A série de vídeos “Retratos de um mundo melhor” de Barry-Wehmiller apresenta membros da equipe de toda a organização compartilhando como a Liderança Verdadeiramente Humana está viva em seu canto de nossa organização global. Seja descrevendo sua liderança no trabalho, suas contribuições em suas comunidades ou o impacto indireto de nossa cultura em suas famílias, essas curtas vinhetas dão voz às várias maneiras pelas quais estamos usando o poder de nossos negócios para construir um mundo melhor.
Como líderes empresariais, quando avaliamos o desempenho de nossas empresas, é sempre bom nos perguntarmos se a estrutura organizacional tradicional e os programas que criamos estão realmente servindo a um propósito. Eles estão lá por uma razão ou estão lá apenas porque sempre foi assim? No final do dia, a quem ou o que eles servem?
Nos anos seguintes ao estabelecimento da declaração de visão cultural da Barry-Wehmiller, o Princípios Orientadores da Liderança, cada departamento de nossa empresa começou a olhar para dentro de si para fazer essas perguntas e estabelecer sua própria visão. Agora que tínhamos um documento definido que articulava nossos valores como empresa, era importante que cada um examinasse seu papel à luz dessas prioridades compartilhadas.
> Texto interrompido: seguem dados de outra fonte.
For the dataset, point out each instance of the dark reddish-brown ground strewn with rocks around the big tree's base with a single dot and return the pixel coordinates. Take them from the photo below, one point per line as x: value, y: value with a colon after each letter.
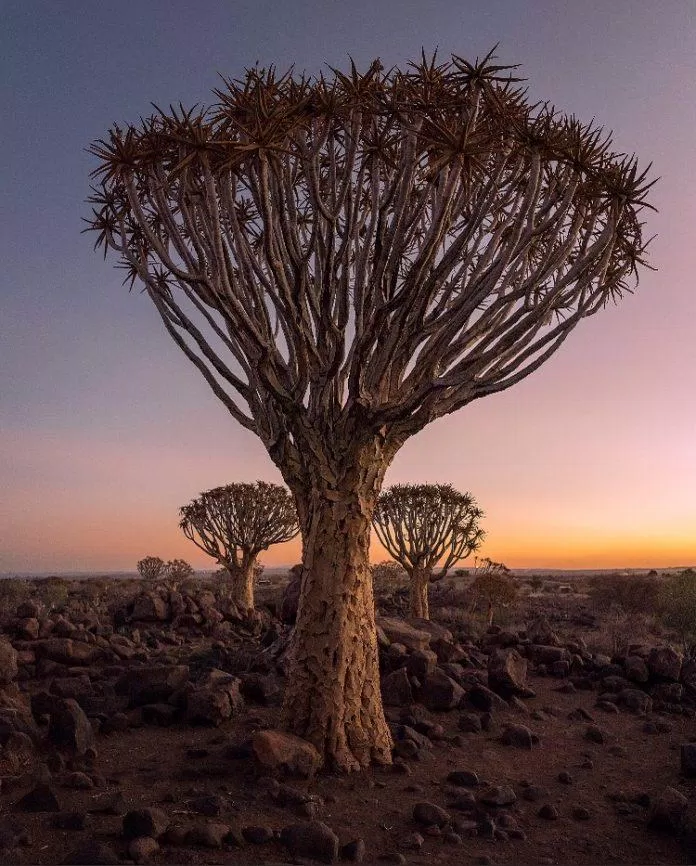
x: 145, y: 730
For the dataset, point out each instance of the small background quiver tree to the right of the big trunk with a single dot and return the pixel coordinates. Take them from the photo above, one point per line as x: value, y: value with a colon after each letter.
x: 421, y: 525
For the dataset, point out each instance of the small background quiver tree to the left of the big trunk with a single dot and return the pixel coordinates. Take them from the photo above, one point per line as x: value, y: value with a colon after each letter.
x: 233, y: 524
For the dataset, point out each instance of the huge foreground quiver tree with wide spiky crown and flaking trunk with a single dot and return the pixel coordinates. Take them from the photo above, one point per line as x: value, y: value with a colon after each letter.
x: 345, y: 259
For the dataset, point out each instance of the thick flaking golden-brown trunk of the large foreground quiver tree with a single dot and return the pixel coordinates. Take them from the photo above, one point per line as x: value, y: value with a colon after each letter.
x: 332, y: 697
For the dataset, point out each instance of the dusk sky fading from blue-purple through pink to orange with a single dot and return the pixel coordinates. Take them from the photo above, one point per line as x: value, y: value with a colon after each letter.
x: 106, y: 429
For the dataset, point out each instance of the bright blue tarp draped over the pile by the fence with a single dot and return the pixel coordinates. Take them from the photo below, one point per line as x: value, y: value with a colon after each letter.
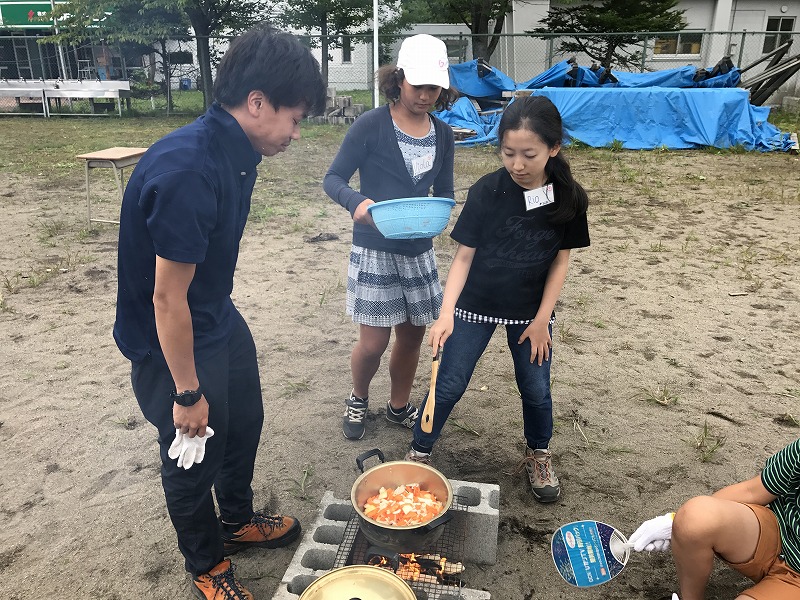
x: 641, y: 110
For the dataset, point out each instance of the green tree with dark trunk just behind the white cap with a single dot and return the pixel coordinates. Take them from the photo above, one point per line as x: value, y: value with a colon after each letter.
x: 483, y: 17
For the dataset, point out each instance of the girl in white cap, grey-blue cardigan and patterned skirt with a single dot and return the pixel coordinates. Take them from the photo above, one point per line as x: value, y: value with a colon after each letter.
x: 400, y: 151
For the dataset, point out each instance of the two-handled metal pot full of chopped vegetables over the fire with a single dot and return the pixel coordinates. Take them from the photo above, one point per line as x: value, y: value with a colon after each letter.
x: 402, y: 506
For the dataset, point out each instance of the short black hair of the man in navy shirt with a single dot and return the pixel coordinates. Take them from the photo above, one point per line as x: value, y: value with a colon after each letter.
x: 274, y: 62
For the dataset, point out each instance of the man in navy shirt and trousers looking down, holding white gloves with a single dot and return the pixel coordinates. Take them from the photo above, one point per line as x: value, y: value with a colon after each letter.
x: 194, y: 368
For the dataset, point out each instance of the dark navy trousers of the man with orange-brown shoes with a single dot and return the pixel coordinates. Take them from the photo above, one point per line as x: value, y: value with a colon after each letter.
x: 231, y: 385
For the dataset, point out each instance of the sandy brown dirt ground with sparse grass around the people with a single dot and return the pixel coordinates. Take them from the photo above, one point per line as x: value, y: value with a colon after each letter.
x: 675, y: 370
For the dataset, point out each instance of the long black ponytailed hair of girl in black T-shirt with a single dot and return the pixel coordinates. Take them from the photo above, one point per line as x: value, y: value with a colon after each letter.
x: 539, y: 115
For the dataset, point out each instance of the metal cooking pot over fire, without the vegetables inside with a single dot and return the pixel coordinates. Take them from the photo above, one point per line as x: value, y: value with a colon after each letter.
x: 400, y: 538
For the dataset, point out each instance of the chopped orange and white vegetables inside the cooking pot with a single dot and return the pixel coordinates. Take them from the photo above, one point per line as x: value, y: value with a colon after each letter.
x: 402, y: 506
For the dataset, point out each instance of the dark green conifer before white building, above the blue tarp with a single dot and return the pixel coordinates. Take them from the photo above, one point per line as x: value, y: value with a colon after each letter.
x: 618, y: 21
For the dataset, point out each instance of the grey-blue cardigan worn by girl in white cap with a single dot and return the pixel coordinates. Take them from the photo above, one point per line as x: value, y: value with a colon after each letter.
x: 370, y: 146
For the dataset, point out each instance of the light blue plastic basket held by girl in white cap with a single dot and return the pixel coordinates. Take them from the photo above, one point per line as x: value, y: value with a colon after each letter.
x: 411, y: 218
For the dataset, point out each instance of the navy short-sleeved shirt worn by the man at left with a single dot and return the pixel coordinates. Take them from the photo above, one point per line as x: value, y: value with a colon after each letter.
x: 187, y: 201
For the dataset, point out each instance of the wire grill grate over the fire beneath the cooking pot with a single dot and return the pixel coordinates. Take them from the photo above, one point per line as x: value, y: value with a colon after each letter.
x: 353, y: 549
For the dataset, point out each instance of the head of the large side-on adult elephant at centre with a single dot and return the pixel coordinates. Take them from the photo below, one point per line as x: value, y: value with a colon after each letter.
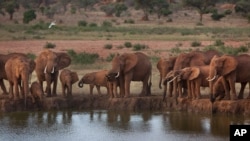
x: 122, y: 64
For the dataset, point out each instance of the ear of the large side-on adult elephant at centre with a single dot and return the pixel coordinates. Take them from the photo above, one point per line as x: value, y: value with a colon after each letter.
x: 130, y: 60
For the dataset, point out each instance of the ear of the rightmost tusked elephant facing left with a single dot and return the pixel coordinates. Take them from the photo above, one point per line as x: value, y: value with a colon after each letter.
x: 229, y: 64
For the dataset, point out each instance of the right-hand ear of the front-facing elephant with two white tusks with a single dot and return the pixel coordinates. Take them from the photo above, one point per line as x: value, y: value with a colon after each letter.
x: 64, y: 60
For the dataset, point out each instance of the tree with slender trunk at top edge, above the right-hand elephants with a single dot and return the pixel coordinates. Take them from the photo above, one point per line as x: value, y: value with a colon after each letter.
x: 202, y: 6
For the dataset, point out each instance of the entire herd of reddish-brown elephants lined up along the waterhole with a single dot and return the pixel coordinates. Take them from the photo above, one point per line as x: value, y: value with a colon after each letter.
x: 184, y: 73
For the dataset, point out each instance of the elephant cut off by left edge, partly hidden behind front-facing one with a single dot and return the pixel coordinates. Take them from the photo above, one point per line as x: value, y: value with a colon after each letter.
x: 3, y: 60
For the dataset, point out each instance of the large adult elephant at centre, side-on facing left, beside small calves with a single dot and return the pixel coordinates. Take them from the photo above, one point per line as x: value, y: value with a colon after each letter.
x: 131, y: 67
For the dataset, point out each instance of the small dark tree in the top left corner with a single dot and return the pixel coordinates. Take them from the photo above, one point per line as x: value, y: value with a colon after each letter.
x: 10, y: 7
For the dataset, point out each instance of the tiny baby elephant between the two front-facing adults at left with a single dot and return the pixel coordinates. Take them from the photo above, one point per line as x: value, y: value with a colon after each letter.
x: 36, y: 91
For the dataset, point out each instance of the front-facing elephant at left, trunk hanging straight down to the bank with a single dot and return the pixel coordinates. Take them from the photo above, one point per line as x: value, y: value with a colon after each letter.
x: 18, y: 70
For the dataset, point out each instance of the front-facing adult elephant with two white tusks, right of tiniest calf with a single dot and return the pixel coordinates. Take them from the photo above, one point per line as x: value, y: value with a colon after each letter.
x: 47, y: 69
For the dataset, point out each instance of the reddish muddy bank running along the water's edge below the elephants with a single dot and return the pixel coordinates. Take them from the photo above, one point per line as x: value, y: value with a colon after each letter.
x: 153, y: 103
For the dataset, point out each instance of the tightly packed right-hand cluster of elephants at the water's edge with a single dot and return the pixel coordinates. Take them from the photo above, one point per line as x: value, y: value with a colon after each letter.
x: 187, y: 72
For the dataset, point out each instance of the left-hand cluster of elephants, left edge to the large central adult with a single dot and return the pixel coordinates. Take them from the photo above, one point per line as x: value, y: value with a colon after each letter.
x: 17, y: 68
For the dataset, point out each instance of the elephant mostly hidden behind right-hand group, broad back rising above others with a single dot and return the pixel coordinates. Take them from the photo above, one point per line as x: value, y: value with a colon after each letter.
x: 194, y: 58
Todos os departamentos participaram – de finanças, comunicações, instalações e muito mais. Em 2007, foi a vez de Recursos Humanos. Sua reavaliação os fez repensar quase tudo o que fizeram.
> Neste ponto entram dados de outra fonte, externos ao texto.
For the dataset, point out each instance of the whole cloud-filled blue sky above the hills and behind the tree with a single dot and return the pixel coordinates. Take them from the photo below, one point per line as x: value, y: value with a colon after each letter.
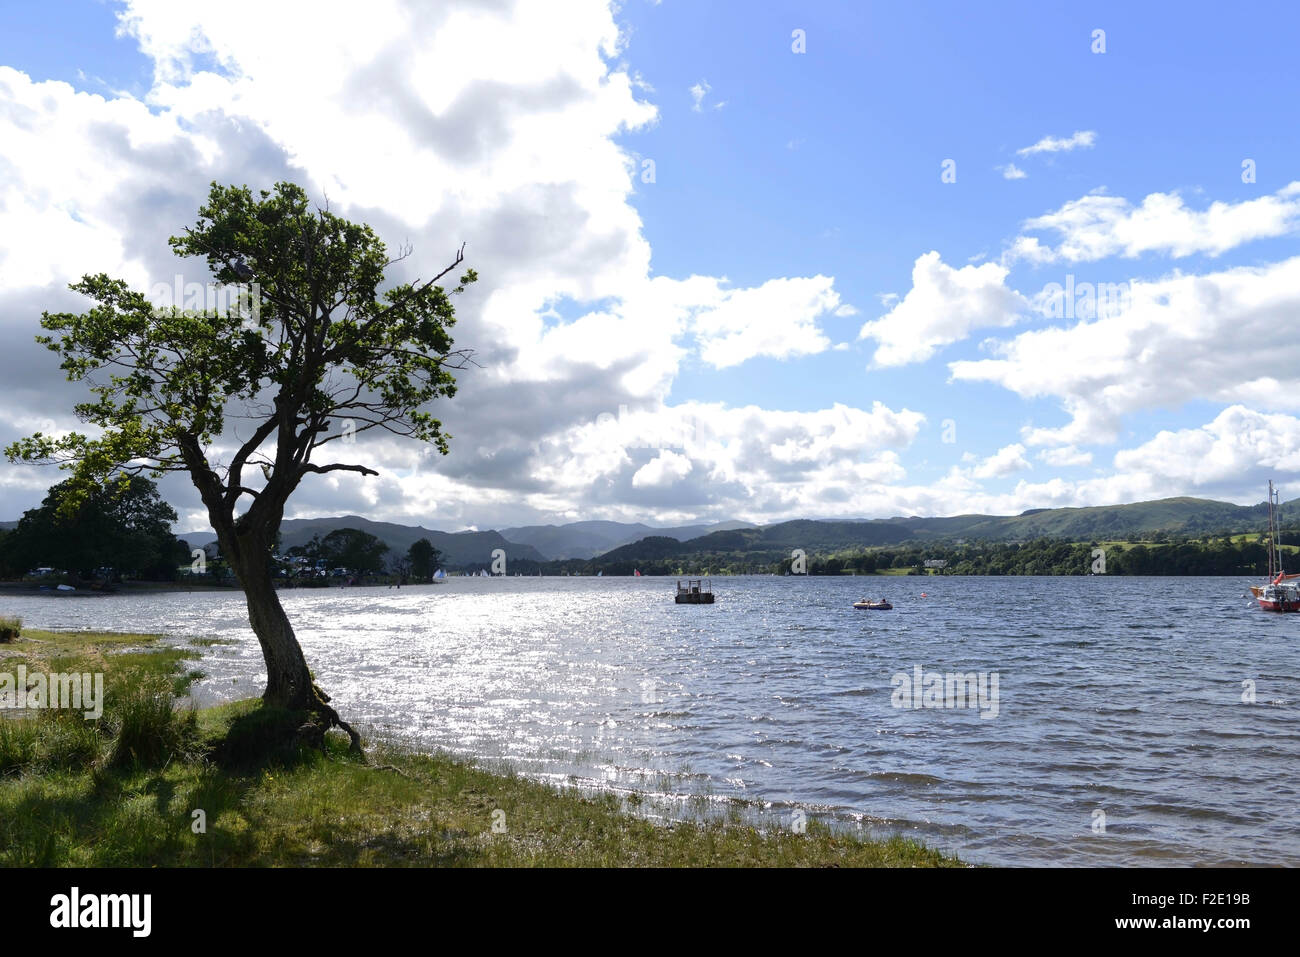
x: 803, y: 185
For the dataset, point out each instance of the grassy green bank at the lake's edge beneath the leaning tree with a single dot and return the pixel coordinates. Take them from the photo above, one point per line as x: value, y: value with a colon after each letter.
x: 124, y: 791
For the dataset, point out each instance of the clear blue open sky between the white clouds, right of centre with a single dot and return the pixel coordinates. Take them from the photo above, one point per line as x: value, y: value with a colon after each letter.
x: 830, y: 162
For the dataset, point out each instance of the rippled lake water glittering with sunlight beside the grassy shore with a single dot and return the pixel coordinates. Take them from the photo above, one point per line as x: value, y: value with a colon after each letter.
x: 1116, y: 698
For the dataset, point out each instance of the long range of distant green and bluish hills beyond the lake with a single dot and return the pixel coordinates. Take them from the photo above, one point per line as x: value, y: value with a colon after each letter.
x: 614, y: 542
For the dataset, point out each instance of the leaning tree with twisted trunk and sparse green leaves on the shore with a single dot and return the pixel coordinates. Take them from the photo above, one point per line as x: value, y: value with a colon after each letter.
x: 310, y: 353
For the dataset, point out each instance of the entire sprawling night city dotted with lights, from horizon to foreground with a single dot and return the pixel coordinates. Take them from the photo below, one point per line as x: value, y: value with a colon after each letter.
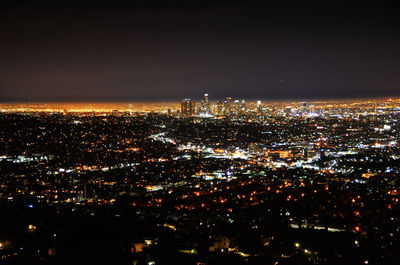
x: 201, y: 182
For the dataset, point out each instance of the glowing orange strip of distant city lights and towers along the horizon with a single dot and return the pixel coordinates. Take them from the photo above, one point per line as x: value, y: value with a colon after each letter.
x: 198, y: 107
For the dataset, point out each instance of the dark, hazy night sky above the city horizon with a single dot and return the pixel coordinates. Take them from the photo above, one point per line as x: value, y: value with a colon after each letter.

Durante a sessão, a equipe percebeu que seu papel era mais do que números, procedimentos e formulários. Tratava-se de ajudar a criar e facilitar um ambiente onde as pessoas pudessem florescer e atingir todo o seu potencial.
E a sensação era de que o termo “Recursos Humanos” não se aplicava mais.
“As pessoas são mais do que ‘recursos’ ou um meio para atingir o nosso fim”, disse Rhonda Spencer, agora nosso Chief People Officer. “Eles são o nosso propósito.”
A equipe mudou seu nome para “Cultura e Desenvolvimento de Pessoas”.
“Mudar o nome do departamento de RH para Cultura e Desenvolvimento de Pessoas foi realmente apenas a 'cereja do bolo' após a sessão de visão para estabelecer o verdadeiro propósito desta organização”, disse Rhonda. “Com o tempo, essa nova visão permitiu que a equipe de CPD evoluísse de um serviço transacional para a organização para uma parte integrante da liderança do negócio.”
Greg Myer, Diretor de Cultura e Desenvolvimento de Pessoas da nossa Escala Pneumática Angelus empresa em Akron, Ohio, disse que essa diferença era parte do motivo pelo qual ele se juntou à nossa equipe na Barry-Wehmiller.
“O RH é muito mais estéril, preto no branco. Eles estão preocupados com os efeitos estatutários, estão preocupados com os números, estão preocupados com o número de funcionários”, disse Greg.
“Eu realmente vim para a Barry-Wehmiller porque fui atraído pela tremenda cultura que vi. Eu vim de uma empresa muito maior, uma organização muito mais estéril que realmente não se importava tanto com as pessoas.
“Vi pessoas crescerem. Já vi pessoas realizarem seus objetivos. Já vi pessoas serem bem-sucedidas. Já vi pessoas felizes. Já vi pessoas satisfeitas. É uma das melhores partes do meu papel.”